Three catalysts underpin Avient’s near-term upside:

1. 2025 Earnings Visibility

The company reaffirmed its $2.70–$2.94 EPS guidance for 2025, with Q2 2025 adjusted EPS expected to grow 4% year-over-year to $0.79. Margin resilience is underpinned by $100–$200 million debt reduction and a 3% dividend hike.

2. Strategic M&A and Capacity Expansion

While no recent acquisitions are disclosed, Avient’s $456 million cash balance and disciplined capital allocation allow it to pursue tuck-in acquisitions in specialty polymers or circular materials.

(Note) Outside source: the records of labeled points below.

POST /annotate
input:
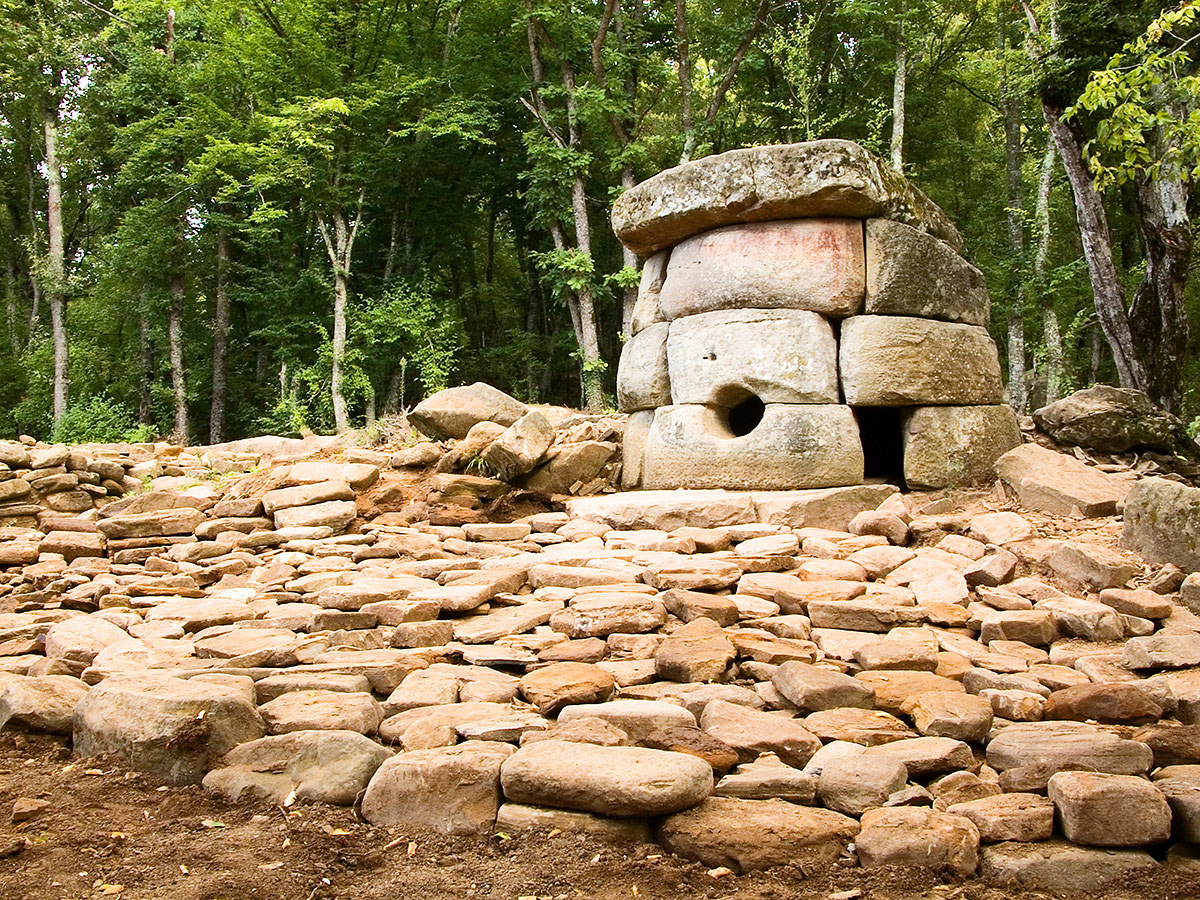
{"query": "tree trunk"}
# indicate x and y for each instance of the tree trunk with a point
(1158, 317)
(899, 85)
(55, 289)
(1018, 396)
(1097, 240)
(340, 247)
(220, 341)
(685, 120)
(1051, 336)
(175, 343)
(144, 364)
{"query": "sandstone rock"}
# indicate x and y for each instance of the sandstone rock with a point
(768, 778)
(609, 780)
(643, 381)
(310, 766)
(1008, 817)
(777, 355)
(168, 727)
(696, 652)
(1059, 868)
(855, 784)
(747, 835)
(1057, 745)
(519, 449)
(1117, 703)
(520, 817)
(913, 274)
(454, 790)
(450, 413)
(751, 732)
(635, 718)
(601, 615)
(918, 837)
(321, 709)
(814, 264)
(562, 684)
(892, 360)
(1162, 522)
(792, 445)
(816, 688)
(821, 178)
(1105, 810)
(39, 703)
(1114, 420)
(1059, 484)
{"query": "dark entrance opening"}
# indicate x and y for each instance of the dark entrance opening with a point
(882, 443)
(744, 415)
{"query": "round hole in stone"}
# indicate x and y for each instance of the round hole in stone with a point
(739, 411)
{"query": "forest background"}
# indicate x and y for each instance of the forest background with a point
(231, 217)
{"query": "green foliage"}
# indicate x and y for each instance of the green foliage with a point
(1147, 102)
(100, 420)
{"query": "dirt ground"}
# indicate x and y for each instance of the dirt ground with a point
(111, 833)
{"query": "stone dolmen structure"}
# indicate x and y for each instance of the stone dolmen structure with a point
(804, 319)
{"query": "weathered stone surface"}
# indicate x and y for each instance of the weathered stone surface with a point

Past deals, such as its 2021 ColorMatrix acquisition, have bolstered margins, and Khandpur’s network positions the firm to capitalize on undervalued targets.

3. ESG Compliance and Regulatory Tailwinds

Avient’s alignment with IRA tax credits and extended producer responsibility (EPR) frameworks ensures it benefits from policy shifts. Its non-PFAS additives and closed-loop systems also position it to meet EU and U.S. chemical regulations, reducing compliance risks.

Investment Thesis: Buy with a 12-Month Target of $45

Avient’s valuation lags its peers (current P/E ~15x 2025 EPS vs. industry average ~20x), offering a compelling entry point. With Khandpur’s track record of margin expansion and Avient’s dominance in EV/renewables supply chains, a multiple re-rating to 18x 2025 EPS yields a $45 price target, implying 35% upside.

The risks—macroeconomic volatility, trade wars—remain, but Avient’s regional diversification (Asia/Latin America growth offsetting U.S. weakness) and tariff mitigation strategies mitigate these. For investors seeking exposure to the EV revolution and sustainable materials, Avient is a buy.

Action: Buy AVNT at current levels. The structural tailwinds of decarbonization and circularity ensure this is no flash-in-the-pan opportunity—it’s a foundational bet on the future of industrial materials.